Mar-a-Lago, White House Photo


  1. Yes, more than likely a Democrat Party contractor.

  2. There's a reason Trump fired the SS director. Now I see why.

  3. I sure hope that the USB drive was plugged into a forensics computer, but doubt that it was. Why would you suddenly turn it off?

    The Secret Service used to have a decent computer forensics unit, but this was 30 years ago.

  4. It is truly scary how utterly ignorant the vast majority of people are regarding basic cyber security. If everyone followed just three rules, 1. Use strong unique passwords. 2. Don't open email attachments/ click on blind links. 3. Never plug a USB drive or insert ANY CD into a PC unless you are 100% certain it is safe. Following these three rules would prevent probably 95% of ALL hacking, malware, ransomware and virus problems.

  5. Referring to the thumb drive confiscated from Zhang, the official said: "The agent didn’t pick it up and stick it into a Secret Service network computer to see what was on it." The agent didn't know why Ivanovich testified that the analysis was quickly halted when the connected computer became corrupted.

    Who are going to believe, me or your lying eyes?

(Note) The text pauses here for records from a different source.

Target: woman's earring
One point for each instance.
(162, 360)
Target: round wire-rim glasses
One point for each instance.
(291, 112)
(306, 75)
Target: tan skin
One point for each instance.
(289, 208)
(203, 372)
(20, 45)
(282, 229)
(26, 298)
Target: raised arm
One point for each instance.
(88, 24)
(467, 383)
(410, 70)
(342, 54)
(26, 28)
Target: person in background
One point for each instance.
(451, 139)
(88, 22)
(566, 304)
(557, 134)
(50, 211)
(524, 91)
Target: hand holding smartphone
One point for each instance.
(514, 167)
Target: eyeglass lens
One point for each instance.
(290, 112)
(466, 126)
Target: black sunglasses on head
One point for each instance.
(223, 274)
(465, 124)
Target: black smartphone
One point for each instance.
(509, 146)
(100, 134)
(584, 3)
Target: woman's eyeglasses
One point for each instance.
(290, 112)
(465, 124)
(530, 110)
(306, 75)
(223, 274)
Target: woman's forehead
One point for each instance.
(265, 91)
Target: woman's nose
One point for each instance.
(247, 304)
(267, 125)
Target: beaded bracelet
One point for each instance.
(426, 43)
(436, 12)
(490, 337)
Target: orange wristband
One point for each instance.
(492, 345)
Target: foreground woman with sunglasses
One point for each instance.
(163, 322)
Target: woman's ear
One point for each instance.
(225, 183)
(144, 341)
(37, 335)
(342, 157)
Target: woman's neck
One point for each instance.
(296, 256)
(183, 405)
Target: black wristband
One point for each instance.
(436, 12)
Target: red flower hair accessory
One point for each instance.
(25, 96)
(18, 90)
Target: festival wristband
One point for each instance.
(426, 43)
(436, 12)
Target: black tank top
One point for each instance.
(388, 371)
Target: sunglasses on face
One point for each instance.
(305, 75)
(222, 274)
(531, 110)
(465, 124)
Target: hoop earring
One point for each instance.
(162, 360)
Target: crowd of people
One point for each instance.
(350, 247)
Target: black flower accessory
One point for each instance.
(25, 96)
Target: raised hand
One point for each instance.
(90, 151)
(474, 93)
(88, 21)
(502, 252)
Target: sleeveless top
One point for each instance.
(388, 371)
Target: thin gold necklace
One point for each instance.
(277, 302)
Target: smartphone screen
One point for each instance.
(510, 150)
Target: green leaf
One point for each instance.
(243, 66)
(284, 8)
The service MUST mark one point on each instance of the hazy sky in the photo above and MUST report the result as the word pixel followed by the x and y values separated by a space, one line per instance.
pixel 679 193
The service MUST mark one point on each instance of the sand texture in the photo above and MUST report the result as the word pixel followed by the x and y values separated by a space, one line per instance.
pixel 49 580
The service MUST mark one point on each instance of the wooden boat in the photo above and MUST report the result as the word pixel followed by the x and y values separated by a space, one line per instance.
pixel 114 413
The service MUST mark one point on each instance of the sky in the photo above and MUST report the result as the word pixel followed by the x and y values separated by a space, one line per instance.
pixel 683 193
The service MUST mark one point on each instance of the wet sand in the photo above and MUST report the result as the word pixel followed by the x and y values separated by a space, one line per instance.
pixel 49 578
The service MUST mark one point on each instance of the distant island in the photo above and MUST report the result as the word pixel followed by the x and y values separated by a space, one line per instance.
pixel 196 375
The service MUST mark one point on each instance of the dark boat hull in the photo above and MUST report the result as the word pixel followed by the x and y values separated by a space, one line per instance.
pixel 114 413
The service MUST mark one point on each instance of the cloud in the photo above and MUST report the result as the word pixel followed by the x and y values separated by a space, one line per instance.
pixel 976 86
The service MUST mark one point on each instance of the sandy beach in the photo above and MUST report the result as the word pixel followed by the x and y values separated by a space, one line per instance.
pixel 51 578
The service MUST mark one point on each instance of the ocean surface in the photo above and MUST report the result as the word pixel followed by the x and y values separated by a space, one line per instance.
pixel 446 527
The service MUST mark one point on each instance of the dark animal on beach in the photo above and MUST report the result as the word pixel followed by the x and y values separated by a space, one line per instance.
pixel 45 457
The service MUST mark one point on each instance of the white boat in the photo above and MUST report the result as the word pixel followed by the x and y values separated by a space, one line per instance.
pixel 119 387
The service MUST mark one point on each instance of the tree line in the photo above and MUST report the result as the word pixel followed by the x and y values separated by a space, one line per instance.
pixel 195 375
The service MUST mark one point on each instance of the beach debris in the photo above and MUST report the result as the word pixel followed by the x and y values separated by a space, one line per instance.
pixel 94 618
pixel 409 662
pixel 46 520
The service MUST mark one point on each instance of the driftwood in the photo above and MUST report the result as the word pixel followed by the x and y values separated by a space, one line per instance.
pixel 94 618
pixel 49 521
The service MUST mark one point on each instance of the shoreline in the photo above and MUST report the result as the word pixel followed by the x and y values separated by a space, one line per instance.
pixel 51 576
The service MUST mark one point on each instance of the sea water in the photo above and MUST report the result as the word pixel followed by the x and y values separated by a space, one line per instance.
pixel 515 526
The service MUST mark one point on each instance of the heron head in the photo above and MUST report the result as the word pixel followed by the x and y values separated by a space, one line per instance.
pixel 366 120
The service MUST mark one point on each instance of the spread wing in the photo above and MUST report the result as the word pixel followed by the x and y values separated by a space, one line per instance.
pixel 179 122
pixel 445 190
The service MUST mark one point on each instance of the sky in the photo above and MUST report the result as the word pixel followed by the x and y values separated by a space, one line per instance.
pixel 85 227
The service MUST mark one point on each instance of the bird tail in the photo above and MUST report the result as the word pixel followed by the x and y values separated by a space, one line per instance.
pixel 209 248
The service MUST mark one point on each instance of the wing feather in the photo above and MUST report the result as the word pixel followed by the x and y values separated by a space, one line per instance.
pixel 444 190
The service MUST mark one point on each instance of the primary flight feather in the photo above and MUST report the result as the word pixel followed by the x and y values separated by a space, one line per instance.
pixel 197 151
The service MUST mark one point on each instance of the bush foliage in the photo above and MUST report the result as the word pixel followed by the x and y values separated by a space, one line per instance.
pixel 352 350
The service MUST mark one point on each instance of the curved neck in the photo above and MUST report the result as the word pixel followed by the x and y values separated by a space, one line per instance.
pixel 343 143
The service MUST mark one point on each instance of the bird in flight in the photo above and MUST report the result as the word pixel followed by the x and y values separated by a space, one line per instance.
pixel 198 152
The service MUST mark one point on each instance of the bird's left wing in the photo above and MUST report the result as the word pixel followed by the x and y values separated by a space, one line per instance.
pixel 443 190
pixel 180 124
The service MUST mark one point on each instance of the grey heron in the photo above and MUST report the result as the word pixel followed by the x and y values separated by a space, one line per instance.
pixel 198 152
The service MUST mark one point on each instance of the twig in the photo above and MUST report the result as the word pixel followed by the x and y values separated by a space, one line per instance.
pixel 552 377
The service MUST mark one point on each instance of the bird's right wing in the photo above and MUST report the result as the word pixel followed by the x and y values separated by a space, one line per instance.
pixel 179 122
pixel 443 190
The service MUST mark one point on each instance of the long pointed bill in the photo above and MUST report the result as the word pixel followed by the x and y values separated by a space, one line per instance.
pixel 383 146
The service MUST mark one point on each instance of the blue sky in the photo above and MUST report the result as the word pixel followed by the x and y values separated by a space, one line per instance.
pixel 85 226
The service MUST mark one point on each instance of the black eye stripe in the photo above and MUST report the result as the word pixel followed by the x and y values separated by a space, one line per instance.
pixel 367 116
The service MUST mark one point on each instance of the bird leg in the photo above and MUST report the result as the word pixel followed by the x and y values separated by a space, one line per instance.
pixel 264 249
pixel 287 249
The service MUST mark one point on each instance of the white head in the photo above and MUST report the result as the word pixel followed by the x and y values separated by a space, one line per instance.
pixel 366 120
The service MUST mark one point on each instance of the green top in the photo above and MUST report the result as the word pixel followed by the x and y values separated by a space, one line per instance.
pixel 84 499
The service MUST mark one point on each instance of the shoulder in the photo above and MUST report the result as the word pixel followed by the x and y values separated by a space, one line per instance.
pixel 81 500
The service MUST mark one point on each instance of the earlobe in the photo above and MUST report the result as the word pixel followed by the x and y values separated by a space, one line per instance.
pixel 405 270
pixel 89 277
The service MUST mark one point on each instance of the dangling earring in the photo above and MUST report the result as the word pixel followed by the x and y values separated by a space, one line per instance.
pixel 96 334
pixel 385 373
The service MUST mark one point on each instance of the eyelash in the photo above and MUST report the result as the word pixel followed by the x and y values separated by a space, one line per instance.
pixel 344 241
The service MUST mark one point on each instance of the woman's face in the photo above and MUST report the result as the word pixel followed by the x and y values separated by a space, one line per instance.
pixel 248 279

    1. This might be one of those "depends on what the definition of 'is' is" things. Maybe if it wasn't actually connected to the SS network with an Ethernet cable (or WiFi) he can say that. He didn't say it wasn't a Secret Service computer. He said the guy "didn't stick it in a Secret Service network computer.

      You know how lawyers are.

  6. If it was Chinese government-grade spyware, it's already loose. It would have executed code to jump out through the wifi before it started actually transferring files.

    Wir sind umgeben von Idioten

  7. On hacking and computer security, a good friend of mine works in the I.S. department of a small city in California. They had a seminar about computer security for everyone whose fingers touched a keyboard at work, and three days later simulated a security breach - a link in some email from an unknown source. One-third of the people clicked the link, and out of those one-quarter filled out their personal information as directed, including SS number. The biggest offenders? Cops. Right after that came the fire department.

  8. Simple case of wrong address. Was looking for "Wasserman-Schultz residence."

  9. I think this is one of those walks like a duck, quacks like a duck situations.

    I worked for a company doing contract work for a large industrial company that was selling major projects in China. At our orientation we were told by the security folks that our customer had a meeting in their headquarters with numerous Chinese personnel for a presentation on the progress of the projects. The Chinese asked for and received permission to download the presentation on to a USB drive. A day later the IT folks got a call from the FBI asking why they were sending a large amount of data to China. The IT guys said the weren't, the FBI said that since the meeting the company had been transmitting data non-stop to China. Turned out the USB drives had installed malware that was copying and downloading the contents of the entire corporate network to China. This was in the early 2000s.